Again I resort to the power of the calculator. A scheme that looked after 2,691 people in 2000-2001 cost us, the tax payer, just $11.185 million or about $4200 a person per year. Whereas the Howard lock them up and throw away the key policy cost $42,000 per person. The concern that the Howard government had was, if they released the seekers into the community, then they may abscond. Again from the same report.

Absconding: DIMIA evidence shows that the fear of absconding is exaggerated. No unauthorised asylum seeker released on a bridging visa in Australia from 1996-1998 failed to meet their reporting obligations to DIMIA. The RTP system has a risk assessment system which minimises absconding.


Now you all may be wondering about the safety of your tall buildings. After all that is why Howard decided to imprison innocent people; out of the possibility that we expose ourselves to terrorists.

Let me get this straight. You spend time and money training operatives to commit a terrorist act. Then you put them on a leaky boat and risk them dying getting to the country you want them to blow things up in. What a load of crock. The terrorists involved in the attack on 9/11 all had passports and visas. VALID passports and visas. Those who engaged in the attack in London also were ‘legal’.

I put it to you that to infiltrate operatives into a country you do not do it in any way that will draw attention to them.

Further ASIO checks are conducted before asylum seekers are released into the community to await their processing.
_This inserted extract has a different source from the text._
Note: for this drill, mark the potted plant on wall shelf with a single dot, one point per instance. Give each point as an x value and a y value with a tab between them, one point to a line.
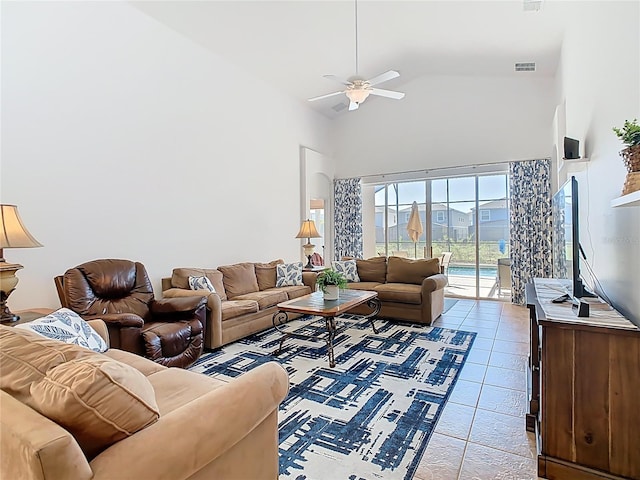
330	282
630	136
During that time, they have the right to be called and treated as humans.

How dare anyone deny them their right to humanity!

So Australia. It is up to you. We can detain the 5900 seekers at around $60,000 per head or roughly $354 million a year, OR, after ASIO checks, we can show humanity and release them on a Asylum seeker in the community program at a cost of around $35 million a year at $6000 a head.

The stupidity of discrimination is one thing. The cost on the other hand is obscene. It makes me feel dirty that there is a shadow Immigration minister and Opposition leader in this country that preach hate when they know the true facts

It makes me quite cross. In fact, I feel like taking a tuna to the head of Scott Morrison and Tony Abbott.